Researchers in the field of graphene have already demonstrated that the electronic properties of monolayers composed of semiconductors are better than those of the original material, a finding that has led to numerous scientific efforts to prepare monolayers from additional crystalline structures. The higher ability to transfer the electric charge is achieved by the very flat topology, but by linking different ligands (chemical groups) to these monolayers it will be possible to use these very thin materials also for more sensitive applications, such as advanced, efficient and faster sensing.

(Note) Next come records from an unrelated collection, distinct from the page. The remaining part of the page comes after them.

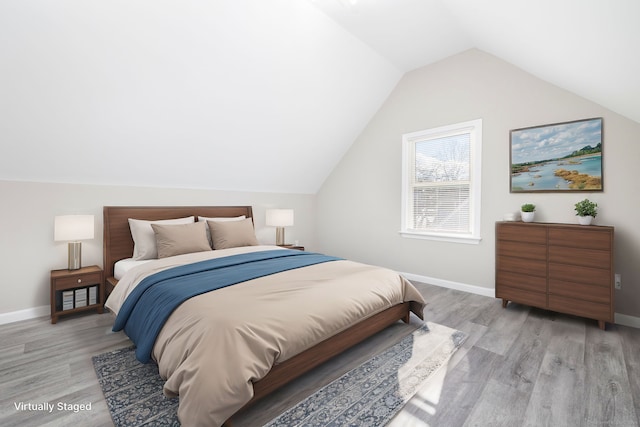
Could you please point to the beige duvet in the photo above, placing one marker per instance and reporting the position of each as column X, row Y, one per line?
column 215, row 345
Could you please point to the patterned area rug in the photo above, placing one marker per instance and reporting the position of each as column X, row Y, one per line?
column 369, row 395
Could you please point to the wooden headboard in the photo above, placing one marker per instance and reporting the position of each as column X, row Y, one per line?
column 118, row 243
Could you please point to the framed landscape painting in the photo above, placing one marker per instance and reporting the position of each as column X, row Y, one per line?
column 557, row 157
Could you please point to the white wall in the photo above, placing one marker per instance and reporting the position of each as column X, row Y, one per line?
column 359, row 204
column 28, row 252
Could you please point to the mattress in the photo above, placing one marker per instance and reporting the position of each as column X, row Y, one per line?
column 121, row 267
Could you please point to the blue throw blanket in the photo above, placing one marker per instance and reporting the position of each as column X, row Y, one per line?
column 153, row 300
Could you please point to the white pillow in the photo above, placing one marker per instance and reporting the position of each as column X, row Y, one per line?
column 222, row 219
column 145, row 240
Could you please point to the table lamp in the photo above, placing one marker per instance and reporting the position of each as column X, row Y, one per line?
column 72, row 229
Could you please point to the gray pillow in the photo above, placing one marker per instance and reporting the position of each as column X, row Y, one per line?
column 178, row 239
column 231, row 234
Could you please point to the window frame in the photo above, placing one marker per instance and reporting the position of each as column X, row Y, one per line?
column 409, row 141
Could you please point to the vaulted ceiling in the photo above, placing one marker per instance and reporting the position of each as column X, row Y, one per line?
column 262, row 95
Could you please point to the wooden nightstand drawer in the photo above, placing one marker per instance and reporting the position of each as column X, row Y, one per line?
column 79, row 280
column 73, row 291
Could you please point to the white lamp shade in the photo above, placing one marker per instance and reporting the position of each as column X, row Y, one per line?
column 73, row 228
column 280, row 217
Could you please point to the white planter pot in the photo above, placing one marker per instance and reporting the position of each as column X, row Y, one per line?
column 585, row 220
column 527, row 216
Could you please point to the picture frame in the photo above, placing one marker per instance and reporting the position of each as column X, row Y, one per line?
column 558, row 157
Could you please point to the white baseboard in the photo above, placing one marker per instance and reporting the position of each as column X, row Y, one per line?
column 472, row 289
column 619, row 319
column 29, row 313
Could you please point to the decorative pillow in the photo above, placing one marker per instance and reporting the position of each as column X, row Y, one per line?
column 178, row 239
column 144, row 239
column 231, row 234
column 221, row 219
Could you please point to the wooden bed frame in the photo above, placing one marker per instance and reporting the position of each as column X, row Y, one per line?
column 118, row 244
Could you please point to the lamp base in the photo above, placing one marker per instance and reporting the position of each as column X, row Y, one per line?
column 75, row 255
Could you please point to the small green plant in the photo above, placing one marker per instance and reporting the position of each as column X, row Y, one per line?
column 586, row 208
column 528, row 207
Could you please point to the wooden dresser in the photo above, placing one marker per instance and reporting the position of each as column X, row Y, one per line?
column 560, row 267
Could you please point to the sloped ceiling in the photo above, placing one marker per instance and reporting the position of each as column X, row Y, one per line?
column 262, row 95
column 589, row 47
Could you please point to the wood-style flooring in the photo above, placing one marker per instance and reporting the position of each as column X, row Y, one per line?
column 519, row 366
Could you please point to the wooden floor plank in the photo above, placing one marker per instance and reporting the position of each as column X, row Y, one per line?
column 558, row 395
column 608, row 397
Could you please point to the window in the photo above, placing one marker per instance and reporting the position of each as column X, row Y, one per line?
column 441, row 183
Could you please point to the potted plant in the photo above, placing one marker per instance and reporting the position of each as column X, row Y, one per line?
column 586, row 210
column 527, row 212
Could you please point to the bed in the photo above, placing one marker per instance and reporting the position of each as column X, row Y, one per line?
column 201, row 361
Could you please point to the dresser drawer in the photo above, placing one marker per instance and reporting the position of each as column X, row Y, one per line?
column 521, row 249
column 579, row 256
column 521, row 281
column 581, row 236
column 530, row 267
column 520, row 232
column 580, row 291
column 584, row 275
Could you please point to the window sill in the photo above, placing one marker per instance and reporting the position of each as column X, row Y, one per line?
column 442, row 237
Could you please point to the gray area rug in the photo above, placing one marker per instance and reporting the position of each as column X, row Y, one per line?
column 369, row 395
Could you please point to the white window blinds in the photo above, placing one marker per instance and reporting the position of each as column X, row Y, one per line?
column 441, row 182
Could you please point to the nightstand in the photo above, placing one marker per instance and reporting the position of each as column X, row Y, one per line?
column 300, row 248
column 73, row 291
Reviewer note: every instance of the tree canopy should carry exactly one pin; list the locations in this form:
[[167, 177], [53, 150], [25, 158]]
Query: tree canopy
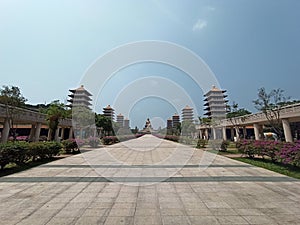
[[270, 103]]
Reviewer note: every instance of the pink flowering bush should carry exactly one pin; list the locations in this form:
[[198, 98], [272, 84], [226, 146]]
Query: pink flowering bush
[[22, 138], [284, 152], [290, 154]]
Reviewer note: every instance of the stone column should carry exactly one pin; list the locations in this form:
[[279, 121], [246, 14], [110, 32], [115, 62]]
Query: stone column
[[237, 133], [224, 133], [56, 136], [37, 132], [5, 131], [232, 133], [62, 135], [200, 134], [214, 133], [244, 132], [287, 130], [256, 131], [49, 134], [71, 133]]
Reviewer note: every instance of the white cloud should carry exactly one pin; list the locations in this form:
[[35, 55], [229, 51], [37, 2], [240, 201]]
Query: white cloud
[[199, 25]]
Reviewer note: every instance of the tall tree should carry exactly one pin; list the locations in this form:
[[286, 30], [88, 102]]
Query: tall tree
[[12, 98], [271, 104], [55, 112]]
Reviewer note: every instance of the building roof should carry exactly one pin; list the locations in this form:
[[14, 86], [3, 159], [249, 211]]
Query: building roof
[[80, 89]]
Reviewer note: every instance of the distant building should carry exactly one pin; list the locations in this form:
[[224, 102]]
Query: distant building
[[216, 102], [187, 114], [120, 120], [80, 97], [175, 120], [109, 112]]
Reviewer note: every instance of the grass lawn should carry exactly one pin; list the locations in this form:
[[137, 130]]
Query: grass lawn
[[287, 170], [14, 168]]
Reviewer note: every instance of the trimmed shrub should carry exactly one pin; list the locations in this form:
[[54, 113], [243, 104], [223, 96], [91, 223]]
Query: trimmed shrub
[[93, 142], [19, 152], [108, 140], [289, 154], [174, 138], [70, 145]]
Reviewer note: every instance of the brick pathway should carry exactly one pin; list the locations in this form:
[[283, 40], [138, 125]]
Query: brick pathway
[[148, 181]]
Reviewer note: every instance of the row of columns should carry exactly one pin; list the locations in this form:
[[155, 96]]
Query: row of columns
[[257, 132], [34, 132]]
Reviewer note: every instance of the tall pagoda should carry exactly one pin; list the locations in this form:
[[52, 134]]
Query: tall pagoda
[[80, 97], [187, 114], [216, 103]]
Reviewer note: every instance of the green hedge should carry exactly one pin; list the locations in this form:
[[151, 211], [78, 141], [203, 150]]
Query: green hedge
[[20, 152]]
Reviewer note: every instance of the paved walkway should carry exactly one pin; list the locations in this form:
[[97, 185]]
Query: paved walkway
[[148, 181]]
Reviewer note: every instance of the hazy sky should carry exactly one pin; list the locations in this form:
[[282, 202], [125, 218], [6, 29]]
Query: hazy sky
[[46, 46]]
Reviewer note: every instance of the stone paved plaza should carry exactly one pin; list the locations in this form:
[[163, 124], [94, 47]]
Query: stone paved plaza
[[148, 181]]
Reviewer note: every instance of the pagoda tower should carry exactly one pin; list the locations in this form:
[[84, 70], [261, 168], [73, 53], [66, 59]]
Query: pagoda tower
[[108, 111], [216, 103], [80, 97], [187, 114]]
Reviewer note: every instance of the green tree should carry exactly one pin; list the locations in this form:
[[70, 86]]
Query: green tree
[[12, 99], [233, 115], [55, 112], [187, 128], [104, 123], [271, 104]]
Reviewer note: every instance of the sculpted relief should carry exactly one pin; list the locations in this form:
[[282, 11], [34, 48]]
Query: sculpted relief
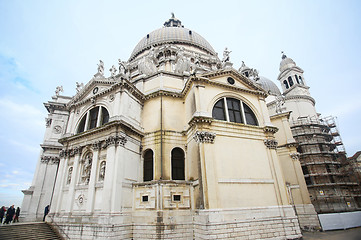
[[147, 65]]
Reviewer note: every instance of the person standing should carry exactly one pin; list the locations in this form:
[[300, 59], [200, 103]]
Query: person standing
[[9, 214], [46, 211], [2, 213], [17, 213]]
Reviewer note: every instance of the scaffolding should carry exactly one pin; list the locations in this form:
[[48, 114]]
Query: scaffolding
[[322, 157]]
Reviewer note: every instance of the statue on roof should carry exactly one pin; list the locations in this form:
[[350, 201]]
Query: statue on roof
[[182, 62], [113, 71], [283, 55], [79, 86]]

Germanium was the first material used to make transistors back in 1947 when Bell Laboratories invented them. Since that discovery, silicon has become the material of choice in the semiconductor industry, although germanium has enjoyed a resurgence in recent years in a variety of applications, starting with fast-response digital transmitters and ending with analog optical detectors.

Other researchers also tried to produce germanium in the configuration of thin monolayers with a thickness of one atom, but they encountered the same problems that arose in the production of graphene monolayers - that is, the inability to obtain perfect crystal lattices across the entire surface of the substrate. In order to solve this problem, the researcher Goldberg inserted calcium atoms between the separate monolayers of the Germanan, thereby enabling their production on a large scale. In the next step, he moved the calcium atoms out and "closed" the holes that were created in the crystal as a result by introducing hydrogen atoms, and this to prevent the material from oxidizing. Thanks to this process, the researchers were able to "peel" the Germanan monolayers and use them to conduct experiments.

In the next step, the researchers intend to produce tangible devices composed of the new material as well as conduct experiments with other molecules that will be inserted at the ends of the layers and that will be used as insulating materials while characterizing their electronic and optical properties. At the current stage, the material is stable up to a temperature of 75 degrees Celsius, and the researchers also hope to improve this value so that the new material can be used in a variety of applications.